En ese sentido es claro que en todos los casos en que ha intervenido, con motivo de enfrentamientos entre integrantes del crimen organizado y las Fuerzas Armadas, invariablemente acusa como responsables a estas últimas. No existe un solo caso en que haya señalado o presentado una denuncia en contra de los presuntos delincuentes.
De hecho, muchos de los casos patrocinados por Raymundo Ramos en contra de las Fuerzas Armadas, como el del enfrentamiento ocurrido el 3 de julio de 2020, en el que convenció a los familiares de Damián Genovés Tercero de acusar al personal militar de su muerte durante el enfrentamiento, siendo que había sido secuestrado por los criminales. De las investigaciones científicas quedó demostrado que éste joven había muerto varias horas antes del enfrentamiento durante su cautiverio.
O el caso muy difundido de los hechos ocurridos el 31 de agosto de 2022, donde murió por disparo de armas de fuego la menor Heidi Mariana Pérez Rodríguez, acreditándose en la carpeta de investigación que las ojivas encontrados en la menor no correspondían a las armas del personal militar.

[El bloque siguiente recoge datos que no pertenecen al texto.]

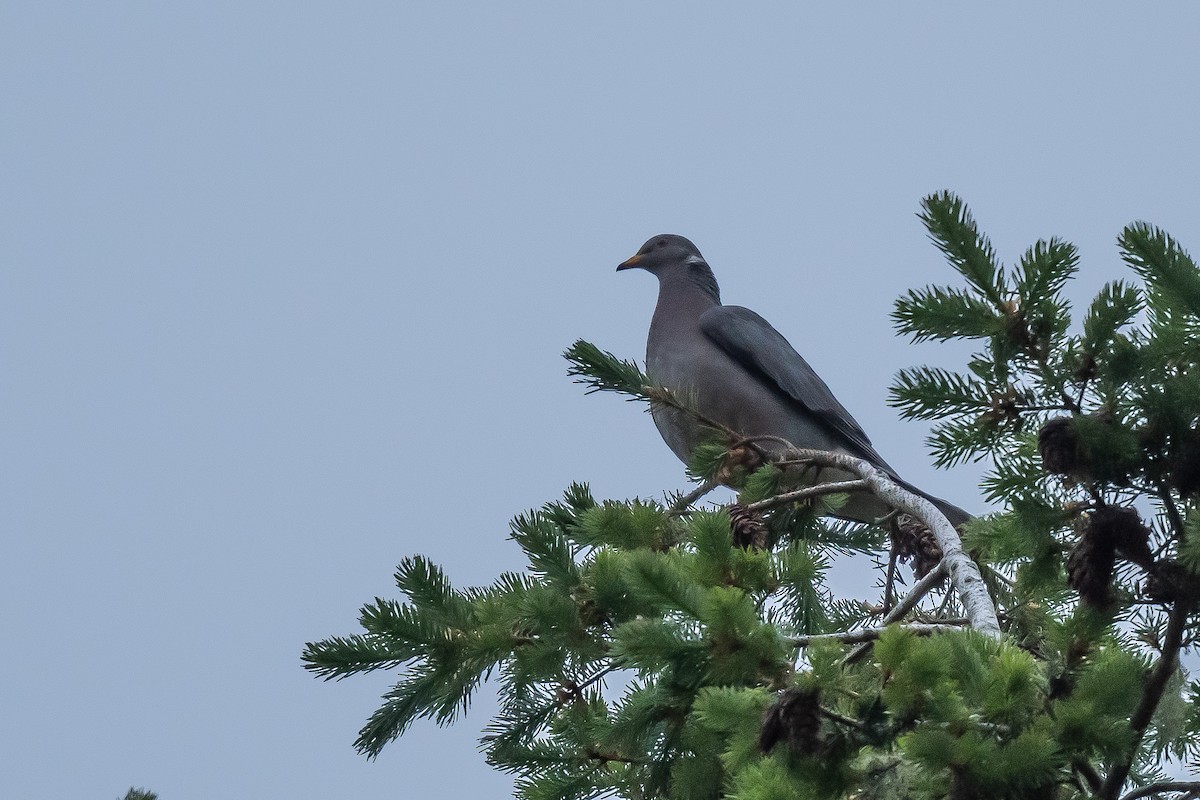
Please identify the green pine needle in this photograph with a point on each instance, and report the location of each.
(601, 371)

Bajo el esquema en el que se maneja Raymundo Ramos. Desde el 2010 se ha manifestado al menos en 26 ocasiones en contra de las Fuerzas Armadas mexicanas: once en contra de la Secretaría de Marina, nueve en contra del Ejército mexicano y seis en contra de otras autoridades, como ocurrió frente a las instalaciones del 16/o. Regimiento de Caballería Motorizado el 1 de septiembre de 2022, por la muerte de la niña Heidi Mariana.

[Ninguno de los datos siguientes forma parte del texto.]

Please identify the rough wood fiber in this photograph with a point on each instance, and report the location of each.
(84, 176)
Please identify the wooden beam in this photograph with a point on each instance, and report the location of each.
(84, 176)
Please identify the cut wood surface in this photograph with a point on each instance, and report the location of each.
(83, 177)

En el sexenio de Andrés Manuel López Obrador, Raymundo Ramos presentó contra la Defensa Nacional 26 quejas ante la Comisión Nacional de los Derechos Humanos (CNDH) por presuntas violaciones a derechos humanos, de las cuales en 23 se concluyeron sin responsabilidad para personal militar, en dos de ellas se emitió recomendación y un asunto más se encuentra abierto ante citada comisión; mientras que en los últimos dos años Raymundo Ramos ha asesorado en la presentación de tres quejas, dos de las cuales ya se encuentran concluidas sin recomendación y 1 en desahogo. En el caso de la Marina en el periodo de López Obrador únicamente recibió un recomendación, derivada de la queja en la que también intervino este pseudoactivista. Como se señaló, no existe ninguna denuncia contra delincuentes por parte de Raymundo Ramos.

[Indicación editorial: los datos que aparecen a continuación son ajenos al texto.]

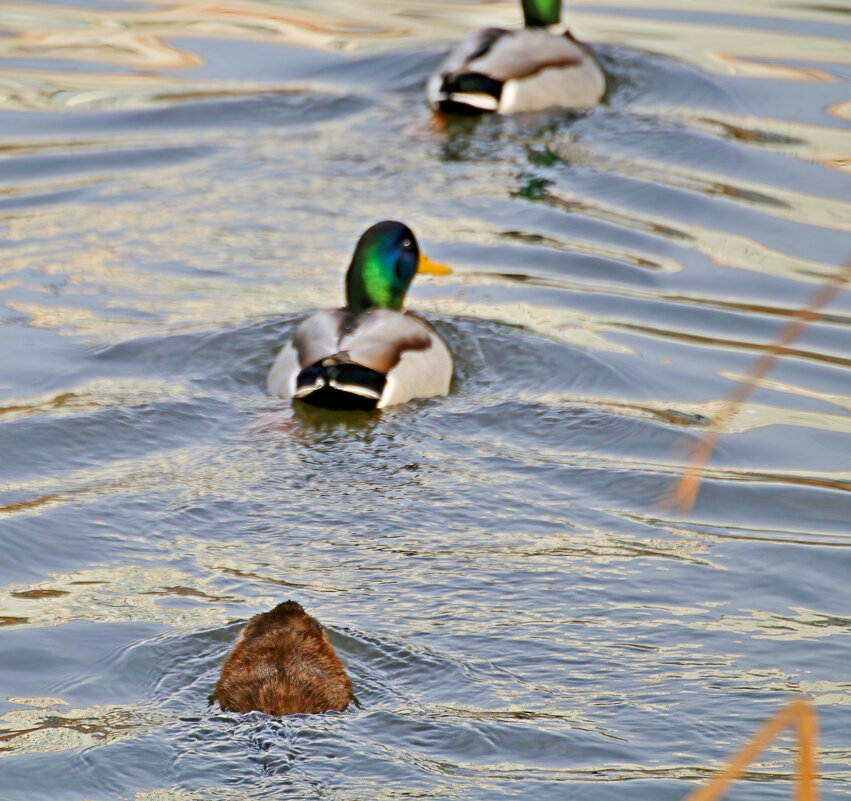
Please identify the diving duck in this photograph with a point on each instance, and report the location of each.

Lo más grave de estas situaciones, en las que interviene Ramos Vázquez desviando el curso de las investigaciones, no solo desprestigia y trata de inhibir la acción de las autoridades, sino que proporciona impunidad a los verdaderos responsables que forman parte de las organizaciones criminales, pero peor aún, le niega el derecho a saber la verdad y a obtener justicia y reparación a las víctimas y sus familias.